妖精の嘆き
雨が降る。俺の心なのか、本当に雨が降っているのかはもうわからない。俺は雨が好きだった。だって雨の妖精だから。雨に生まれ、雨に生きる。そんなごく平凡的な雨の妖精――のはずだった。
雨の妖精には昔から試練がある。一人前と認めてもらうのに、『一人、雨嫌いな人間に雨を好きにさせる』というものだった。

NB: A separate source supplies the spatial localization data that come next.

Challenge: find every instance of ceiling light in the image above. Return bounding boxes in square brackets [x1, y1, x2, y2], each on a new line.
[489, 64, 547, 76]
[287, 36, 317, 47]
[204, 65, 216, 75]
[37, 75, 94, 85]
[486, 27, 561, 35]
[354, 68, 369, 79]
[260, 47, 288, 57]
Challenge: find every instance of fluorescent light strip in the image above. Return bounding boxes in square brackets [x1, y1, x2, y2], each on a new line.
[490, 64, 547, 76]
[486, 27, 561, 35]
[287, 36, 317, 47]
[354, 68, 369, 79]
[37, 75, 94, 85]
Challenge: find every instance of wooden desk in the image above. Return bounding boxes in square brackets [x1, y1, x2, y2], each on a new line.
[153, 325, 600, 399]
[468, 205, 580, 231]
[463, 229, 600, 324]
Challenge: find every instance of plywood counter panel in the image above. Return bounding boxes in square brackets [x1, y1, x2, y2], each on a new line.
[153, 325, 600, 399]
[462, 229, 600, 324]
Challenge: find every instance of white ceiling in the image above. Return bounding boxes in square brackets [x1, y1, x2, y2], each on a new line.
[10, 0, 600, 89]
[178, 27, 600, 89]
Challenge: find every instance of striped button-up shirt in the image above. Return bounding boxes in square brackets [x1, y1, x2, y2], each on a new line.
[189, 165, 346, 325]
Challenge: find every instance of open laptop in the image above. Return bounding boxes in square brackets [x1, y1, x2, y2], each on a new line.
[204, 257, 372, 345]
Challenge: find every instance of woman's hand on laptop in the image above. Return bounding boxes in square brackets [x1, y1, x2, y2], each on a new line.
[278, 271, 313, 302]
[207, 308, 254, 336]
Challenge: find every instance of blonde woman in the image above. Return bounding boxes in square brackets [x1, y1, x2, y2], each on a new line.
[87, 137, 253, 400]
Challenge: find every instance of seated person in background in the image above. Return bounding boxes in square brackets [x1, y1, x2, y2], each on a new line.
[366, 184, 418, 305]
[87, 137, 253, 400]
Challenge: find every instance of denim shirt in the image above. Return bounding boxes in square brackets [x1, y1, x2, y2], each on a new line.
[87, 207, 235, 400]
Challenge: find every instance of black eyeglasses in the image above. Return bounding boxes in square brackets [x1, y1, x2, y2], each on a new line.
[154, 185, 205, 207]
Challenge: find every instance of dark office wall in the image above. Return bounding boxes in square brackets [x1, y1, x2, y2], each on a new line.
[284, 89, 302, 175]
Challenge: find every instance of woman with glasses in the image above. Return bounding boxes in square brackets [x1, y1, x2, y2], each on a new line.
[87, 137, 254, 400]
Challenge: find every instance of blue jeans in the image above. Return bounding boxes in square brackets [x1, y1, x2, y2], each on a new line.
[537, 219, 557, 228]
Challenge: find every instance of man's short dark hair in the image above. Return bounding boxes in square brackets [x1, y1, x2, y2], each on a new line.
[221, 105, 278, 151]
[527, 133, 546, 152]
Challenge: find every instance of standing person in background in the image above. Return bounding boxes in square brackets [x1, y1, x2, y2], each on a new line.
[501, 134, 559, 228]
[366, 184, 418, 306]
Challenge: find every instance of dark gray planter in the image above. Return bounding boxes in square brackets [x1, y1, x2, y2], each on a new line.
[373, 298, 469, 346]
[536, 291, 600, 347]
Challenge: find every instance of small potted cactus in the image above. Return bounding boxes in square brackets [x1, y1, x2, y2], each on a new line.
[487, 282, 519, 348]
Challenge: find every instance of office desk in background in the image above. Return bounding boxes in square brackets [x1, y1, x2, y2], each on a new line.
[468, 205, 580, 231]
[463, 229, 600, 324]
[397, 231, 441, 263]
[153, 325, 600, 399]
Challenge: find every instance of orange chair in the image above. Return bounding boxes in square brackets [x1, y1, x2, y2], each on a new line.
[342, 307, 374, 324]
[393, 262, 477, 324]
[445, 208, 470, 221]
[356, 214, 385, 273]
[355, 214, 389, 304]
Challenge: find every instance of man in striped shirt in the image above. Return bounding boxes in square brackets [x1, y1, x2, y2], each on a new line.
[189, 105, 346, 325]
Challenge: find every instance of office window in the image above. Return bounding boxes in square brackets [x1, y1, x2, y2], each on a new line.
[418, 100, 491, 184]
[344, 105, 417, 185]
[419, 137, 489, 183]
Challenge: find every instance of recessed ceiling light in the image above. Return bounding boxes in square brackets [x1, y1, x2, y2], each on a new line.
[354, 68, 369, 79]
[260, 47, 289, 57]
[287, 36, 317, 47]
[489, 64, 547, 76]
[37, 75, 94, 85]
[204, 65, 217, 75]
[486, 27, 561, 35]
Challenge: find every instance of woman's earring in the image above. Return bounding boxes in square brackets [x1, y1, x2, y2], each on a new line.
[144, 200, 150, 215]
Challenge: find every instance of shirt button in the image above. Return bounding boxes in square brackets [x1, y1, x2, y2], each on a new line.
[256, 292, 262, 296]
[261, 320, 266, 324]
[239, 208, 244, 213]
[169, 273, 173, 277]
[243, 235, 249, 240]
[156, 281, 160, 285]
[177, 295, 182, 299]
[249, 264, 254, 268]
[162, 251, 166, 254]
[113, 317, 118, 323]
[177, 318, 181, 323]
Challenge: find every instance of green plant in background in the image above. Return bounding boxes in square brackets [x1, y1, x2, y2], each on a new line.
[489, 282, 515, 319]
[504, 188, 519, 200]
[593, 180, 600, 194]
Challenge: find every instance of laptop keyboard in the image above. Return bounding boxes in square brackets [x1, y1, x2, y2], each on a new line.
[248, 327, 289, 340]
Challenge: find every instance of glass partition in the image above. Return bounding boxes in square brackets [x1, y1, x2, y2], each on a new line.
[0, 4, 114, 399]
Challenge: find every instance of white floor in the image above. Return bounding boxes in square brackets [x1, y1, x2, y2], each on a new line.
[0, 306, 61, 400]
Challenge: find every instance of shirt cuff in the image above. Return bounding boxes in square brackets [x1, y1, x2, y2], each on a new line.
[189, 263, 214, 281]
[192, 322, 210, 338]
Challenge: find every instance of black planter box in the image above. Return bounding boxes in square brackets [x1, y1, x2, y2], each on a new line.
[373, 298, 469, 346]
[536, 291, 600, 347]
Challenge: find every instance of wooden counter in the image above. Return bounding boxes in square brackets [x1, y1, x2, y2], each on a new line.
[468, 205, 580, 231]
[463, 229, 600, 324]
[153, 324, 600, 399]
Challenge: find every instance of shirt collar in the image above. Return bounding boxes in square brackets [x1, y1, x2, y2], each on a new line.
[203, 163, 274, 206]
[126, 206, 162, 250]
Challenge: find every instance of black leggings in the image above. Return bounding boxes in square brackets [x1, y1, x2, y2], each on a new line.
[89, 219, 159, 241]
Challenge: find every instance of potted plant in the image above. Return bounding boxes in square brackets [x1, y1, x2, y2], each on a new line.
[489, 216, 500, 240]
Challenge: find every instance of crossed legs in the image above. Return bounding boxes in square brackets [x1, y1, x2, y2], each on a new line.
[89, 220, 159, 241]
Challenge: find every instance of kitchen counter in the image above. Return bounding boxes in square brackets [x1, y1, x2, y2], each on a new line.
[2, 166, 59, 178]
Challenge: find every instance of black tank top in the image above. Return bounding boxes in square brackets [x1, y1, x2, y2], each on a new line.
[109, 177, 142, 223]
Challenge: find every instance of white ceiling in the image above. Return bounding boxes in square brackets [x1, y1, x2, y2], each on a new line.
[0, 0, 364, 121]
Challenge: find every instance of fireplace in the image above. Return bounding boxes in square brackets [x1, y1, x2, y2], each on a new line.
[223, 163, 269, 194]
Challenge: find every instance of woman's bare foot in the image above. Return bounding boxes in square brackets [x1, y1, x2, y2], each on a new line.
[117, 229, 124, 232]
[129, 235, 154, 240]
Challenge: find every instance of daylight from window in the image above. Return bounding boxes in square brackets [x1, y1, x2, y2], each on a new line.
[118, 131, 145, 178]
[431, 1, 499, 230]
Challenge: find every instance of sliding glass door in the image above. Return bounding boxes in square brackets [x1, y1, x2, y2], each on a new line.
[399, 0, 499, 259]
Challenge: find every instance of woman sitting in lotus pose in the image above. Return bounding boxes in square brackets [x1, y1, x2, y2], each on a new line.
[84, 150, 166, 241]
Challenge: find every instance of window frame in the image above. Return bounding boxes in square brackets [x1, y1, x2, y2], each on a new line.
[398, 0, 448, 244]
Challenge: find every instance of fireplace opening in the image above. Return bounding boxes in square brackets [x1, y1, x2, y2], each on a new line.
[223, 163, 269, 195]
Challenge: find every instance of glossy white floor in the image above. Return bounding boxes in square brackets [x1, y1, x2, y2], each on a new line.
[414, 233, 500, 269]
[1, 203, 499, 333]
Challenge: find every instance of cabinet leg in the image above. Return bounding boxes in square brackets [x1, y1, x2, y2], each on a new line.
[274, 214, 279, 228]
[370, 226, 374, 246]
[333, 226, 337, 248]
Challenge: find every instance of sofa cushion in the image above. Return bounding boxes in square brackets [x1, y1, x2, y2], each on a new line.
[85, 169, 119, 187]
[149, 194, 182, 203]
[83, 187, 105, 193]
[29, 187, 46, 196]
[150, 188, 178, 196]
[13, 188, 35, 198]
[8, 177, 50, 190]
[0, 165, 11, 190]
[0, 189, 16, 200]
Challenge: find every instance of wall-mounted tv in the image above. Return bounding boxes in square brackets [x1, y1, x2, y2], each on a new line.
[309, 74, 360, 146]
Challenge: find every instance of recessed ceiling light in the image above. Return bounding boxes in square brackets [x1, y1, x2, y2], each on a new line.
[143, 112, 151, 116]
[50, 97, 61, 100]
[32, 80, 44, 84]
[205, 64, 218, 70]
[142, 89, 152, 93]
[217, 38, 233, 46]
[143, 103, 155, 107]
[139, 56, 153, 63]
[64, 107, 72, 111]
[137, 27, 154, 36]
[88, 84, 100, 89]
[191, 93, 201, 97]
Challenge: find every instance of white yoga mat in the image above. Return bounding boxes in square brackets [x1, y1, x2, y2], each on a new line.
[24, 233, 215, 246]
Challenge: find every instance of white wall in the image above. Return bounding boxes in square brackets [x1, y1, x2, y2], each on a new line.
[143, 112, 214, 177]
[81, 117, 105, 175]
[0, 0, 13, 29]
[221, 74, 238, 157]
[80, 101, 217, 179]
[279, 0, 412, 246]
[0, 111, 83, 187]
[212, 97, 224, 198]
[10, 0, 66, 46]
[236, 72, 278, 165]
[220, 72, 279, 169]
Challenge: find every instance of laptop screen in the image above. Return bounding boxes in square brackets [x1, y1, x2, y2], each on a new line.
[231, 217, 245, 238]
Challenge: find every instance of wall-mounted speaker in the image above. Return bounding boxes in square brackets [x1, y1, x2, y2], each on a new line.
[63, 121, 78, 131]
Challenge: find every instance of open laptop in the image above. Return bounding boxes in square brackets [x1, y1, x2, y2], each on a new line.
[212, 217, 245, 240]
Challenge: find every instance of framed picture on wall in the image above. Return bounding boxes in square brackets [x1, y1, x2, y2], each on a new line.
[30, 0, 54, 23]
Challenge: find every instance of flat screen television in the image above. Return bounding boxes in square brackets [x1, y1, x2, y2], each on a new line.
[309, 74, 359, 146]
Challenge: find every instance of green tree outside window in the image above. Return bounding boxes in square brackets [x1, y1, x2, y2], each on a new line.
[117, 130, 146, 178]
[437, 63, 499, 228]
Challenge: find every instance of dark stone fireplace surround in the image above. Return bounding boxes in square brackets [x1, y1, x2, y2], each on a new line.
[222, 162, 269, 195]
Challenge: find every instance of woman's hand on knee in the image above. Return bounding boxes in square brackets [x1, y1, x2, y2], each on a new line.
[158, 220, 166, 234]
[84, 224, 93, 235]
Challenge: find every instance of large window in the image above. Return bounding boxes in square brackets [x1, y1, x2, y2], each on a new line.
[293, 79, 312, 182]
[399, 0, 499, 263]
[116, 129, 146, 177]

俺の試練の対象者が『彼女』だった。雨の妖精は、『雨の日』にしか姿を見せないというのは、あながち間違いではないが、試練を受けているときと、一人前と認められた場合は雨の時でなくとも充分に活動できる。そのため俺は彼女の学校の生徒に紛れ込み、彼女に雨を好きになってもらうように努力した。俺たちにとって人の記憶を操ることは容易なので、『俺が前からその学校にいたこと』 と、『彼女の一番仲の良い男友達であること』この二つの記憶を操作した。彼女はなかなか手強くて、全く雨を好きになる様子がなかった。それどころか俺はうっかり彼女に惚れてしまった。仲の良い者にだけ見せる無邪気なかわいい笑顔。意外と天然なところ。理由をつけて一緒に帰っていたが、終始笑いっぱなしで話題が尽きない。試練のために仲の良い設定にしたのに、いつしか俺たちは本当に仲良くなっていた。このまま試練なんて無視して、彼女の近くにいれさえすれば良いなんて思い始めていた。だが、雨の神様がそれを見据えてなのかどうかは知らないが、俺の幸せな時間は前触れもなく幕を閉じる。

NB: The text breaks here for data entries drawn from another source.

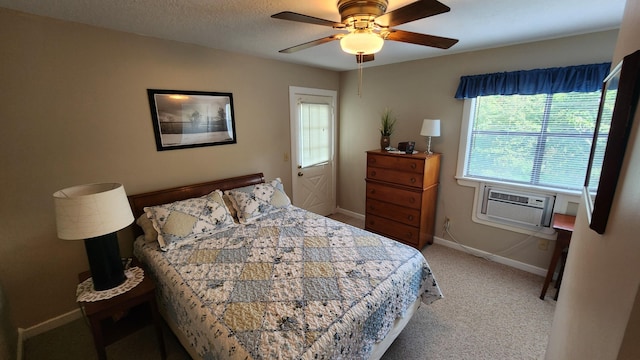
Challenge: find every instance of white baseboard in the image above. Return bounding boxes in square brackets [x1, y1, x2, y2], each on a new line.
[331, 209, 546, 276]
[432, 236, 547, 277]
[17, 308, 82, 359]
[20, 308, 82, 341]
[334, 207, 365, 221]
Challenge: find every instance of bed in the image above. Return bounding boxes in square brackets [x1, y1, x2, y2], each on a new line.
[128, 173, 442, 359]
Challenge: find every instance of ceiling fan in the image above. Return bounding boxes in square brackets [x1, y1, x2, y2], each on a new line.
[271, 0, 458, 63]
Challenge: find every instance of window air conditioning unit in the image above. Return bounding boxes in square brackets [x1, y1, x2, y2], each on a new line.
[480, 186, 555, 229]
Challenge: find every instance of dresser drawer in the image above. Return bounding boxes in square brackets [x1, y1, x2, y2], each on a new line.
[366, 198, 421, 227]
[365, 214, 419, 246]
[366, 182, 422, 209]
[367, 167, 424, 188]
[367, 153, 425, 174]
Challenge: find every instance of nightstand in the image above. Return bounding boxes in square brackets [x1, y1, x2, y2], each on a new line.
[78, 262, 166, 360]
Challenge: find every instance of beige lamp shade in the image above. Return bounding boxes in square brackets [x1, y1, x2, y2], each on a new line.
[420, 119, 441, 137]
[53, 183, 134, 240]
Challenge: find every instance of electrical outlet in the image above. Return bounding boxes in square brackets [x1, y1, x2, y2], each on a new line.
[444, 217, 451, 231]
[538, 239, 549, 251]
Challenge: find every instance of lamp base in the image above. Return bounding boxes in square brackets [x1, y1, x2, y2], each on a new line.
[84, 232, 125, 291]
[424, 136, 434, 155]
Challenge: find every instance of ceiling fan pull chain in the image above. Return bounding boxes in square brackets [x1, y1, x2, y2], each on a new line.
[358, 53, 363, 97]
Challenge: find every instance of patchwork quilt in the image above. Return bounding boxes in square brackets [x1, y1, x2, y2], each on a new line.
[134, 206, 442, 360]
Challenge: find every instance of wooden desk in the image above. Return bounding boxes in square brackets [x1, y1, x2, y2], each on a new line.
[540, 213, 576, 300]
[78, 263, 166, 360]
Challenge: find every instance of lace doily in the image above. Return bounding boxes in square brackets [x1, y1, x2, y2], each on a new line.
[76, 267, 144, 302]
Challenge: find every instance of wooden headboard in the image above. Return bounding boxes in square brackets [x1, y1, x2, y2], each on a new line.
[127, 173, 265, 235]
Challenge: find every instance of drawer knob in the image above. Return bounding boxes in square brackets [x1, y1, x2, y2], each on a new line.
[407, 232, 413, 238]
[410, 163, 416, 169]
[370, 189, 376, 194]
[409, 198, 415, 203]
[408, 215, 414, 221]
[371, 171, 376, 177]
[410, 178, 416, 183]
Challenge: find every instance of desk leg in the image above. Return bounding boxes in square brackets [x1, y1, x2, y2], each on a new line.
[554, 248, 569, 301]
[540, 241, 564, 300]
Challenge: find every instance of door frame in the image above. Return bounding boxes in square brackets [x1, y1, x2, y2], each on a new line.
[289, 86, 337, 213]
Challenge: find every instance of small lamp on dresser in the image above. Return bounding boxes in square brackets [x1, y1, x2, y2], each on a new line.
[420, 119, 440, 154]
[53, 183, 134, 291]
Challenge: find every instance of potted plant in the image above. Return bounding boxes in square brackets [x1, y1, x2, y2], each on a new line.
[379, 108, 396, 150]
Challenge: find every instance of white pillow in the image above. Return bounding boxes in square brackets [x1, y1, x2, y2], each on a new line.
[143, 190, 236, 251]
[224, 178, 291, 224]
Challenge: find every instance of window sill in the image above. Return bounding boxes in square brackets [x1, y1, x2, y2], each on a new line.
[455, 176, 581, 197]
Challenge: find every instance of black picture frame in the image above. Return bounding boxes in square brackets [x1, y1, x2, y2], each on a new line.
[147, 89, 237, 151]
[583, 50, 640, 234]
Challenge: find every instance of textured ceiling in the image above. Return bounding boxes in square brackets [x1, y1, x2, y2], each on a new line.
[0, 0, 626, 71]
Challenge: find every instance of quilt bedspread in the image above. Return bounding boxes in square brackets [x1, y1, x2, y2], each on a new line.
[134, 206, 442, 360]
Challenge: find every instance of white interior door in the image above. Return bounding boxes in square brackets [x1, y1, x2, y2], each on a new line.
[289, 86, 337, 216]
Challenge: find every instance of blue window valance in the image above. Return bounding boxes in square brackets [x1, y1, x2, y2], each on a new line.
[454, 62, 611, 99]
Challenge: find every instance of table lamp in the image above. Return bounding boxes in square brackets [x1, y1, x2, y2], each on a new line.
[53, 183, 134, 291]
[420, 119, 441, 154]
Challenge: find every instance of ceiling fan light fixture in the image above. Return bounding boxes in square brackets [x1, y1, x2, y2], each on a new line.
[340, 30, 384, 55]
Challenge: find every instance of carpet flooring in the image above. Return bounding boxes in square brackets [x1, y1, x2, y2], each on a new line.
[24, 215, 556, 360]
[384, 244, 555, 360]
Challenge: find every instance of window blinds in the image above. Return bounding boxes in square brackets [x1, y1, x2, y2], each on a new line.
[466, 91, 609, 190]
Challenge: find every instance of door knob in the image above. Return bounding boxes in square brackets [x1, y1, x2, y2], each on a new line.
[298, 172, 304, 177]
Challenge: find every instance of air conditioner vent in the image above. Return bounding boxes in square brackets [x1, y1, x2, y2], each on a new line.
[489, 192, 529, 205]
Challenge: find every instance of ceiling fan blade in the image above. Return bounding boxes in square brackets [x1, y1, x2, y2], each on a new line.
[271, 11, 345, 28]
[356, 54, 375, 63]
[375, 0, 450, 27]
[385, 29, 458, 49]
[278, 35, 343, 54]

あの日、朝、下駄箱で会った時。彼女の頬が少し紅く染まっているように見えた。その時気づいていれば、何か変えられたかもしれない。彼女は恋をした。記憶を操作したとはいえ、それなりに楽しい時間を共有していたはずの俺ではなくて、見ず知らずの誰かに。皮肉なことに、彼女はそれを機に雨が好きになっていったようでそれがすごく悔しかった。自分の力ではどうにでもできないことを悟った。神様はよくやったと俺を誉めたが、俺の力ではないと言っても聞く耳を持たず、試練終了を告げる。俺は少しの猶予を請うた。何とかして彼女を手に入れたかった。彼女の記憶を操作し、俺を好きにさせるのも簡単だったけど、彼女の決意に満ちた目を見ると、それができなかった。だから噂を流した。――『雨の妖精』の悪い噂を。それでも彼女はなびかなかった。それではと相手の方にも噂を流してみたが、驚いたことに相手も彼女に惚れ、決意を固めていた。俺に残された時間ももうない。だが、そんな俺を嘲笑うように天気予報は雨マークを謳っていた。

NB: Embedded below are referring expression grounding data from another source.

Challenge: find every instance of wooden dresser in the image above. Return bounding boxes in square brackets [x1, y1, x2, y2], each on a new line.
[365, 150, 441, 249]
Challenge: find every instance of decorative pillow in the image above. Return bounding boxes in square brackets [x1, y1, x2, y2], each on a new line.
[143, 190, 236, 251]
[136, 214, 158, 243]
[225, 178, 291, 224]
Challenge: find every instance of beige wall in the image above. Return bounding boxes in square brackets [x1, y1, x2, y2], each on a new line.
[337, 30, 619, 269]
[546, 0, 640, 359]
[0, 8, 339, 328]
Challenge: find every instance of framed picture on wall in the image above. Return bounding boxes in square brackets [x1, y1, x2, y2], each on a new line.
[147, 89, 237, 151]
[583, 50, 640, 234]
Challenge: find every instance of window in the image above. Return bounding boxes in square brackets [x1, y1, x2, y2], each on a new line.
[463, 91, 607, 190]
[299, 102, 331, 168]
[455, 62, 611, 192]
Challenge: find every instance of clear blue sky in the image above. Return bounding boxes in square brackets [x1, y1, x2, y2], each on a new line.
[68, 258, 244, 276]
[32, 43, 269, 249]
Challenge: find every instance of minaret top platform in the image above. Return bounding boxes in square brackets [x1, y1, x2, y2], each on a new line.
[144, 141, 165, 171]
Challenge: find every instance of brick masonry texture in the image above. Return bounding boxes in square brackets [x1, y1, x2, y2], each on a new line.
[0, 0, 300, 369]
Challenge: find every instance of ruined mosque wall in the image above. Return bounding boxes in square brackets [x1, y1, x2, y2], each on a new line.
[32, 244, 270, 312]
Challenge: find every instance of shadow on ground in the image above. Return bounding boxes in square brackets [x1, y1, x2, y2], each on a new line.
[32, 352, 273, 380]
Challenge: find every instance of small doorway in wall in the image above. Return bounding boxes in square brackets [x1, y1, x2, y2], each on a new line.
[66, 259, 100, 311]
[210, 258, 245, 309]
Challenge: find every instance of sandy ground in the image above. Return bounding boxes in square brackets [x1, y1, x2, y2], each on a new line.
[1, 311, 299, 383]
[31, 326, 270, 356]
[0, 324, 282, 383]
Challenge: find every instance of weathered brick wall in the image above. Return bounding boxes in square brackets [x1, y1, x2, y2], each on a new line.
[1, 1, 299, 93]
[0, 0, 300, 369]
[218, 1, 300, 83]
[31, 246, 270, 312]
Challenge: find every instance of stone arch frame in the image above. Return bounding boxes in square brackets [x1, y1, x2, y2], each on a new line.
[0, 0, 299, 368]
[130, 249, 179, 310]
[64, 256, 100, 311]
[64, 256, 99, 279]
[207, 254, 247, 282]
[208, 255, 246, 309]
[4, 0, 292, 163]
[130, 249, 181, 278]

そして今に至る。猶予期間切れの日でもある。最後の彼女と帰りたくて、できれば想いを伝えたくて呼び止めたけど、彼女は行ってしまった。でもどうしても我慢できなくて彼女を追いかけ、追い付いたと思ったら、もう遅かった。二人の恋は実り、もう俺の入る隙間などどこにもない。もうじき迎えが来る。俺は皆から記憶を消した。担任、クラスメート……そして彼女。
「あれ、おかしいな?」
視界が霞む。彼女の記憶が消えていく。俺と過ごした時間が、会話が、彼女の記憶が、泡のように弾け無くなっていく。俺の中にはまだこんなにも残ってるのに。交わした言葉、一緒に歩いた道、触れた肩から伝わる体温、少し真剣な顔や声、ちょっとした冗談だったり、柔らかい笑顔、全部、全部、全部、全部。溢れ出る涙と一緒に全て俺の中から出てってくれたらいいのに。
そうか、俺は泣いていた。心に雨が降っていた。世界は晴れていた。視界から消える彼女に向かってもう届かない声で呟いた。
「雨音が響いてますね(あなたを愛していました)」
届かないはずの彼女と目があった気がした。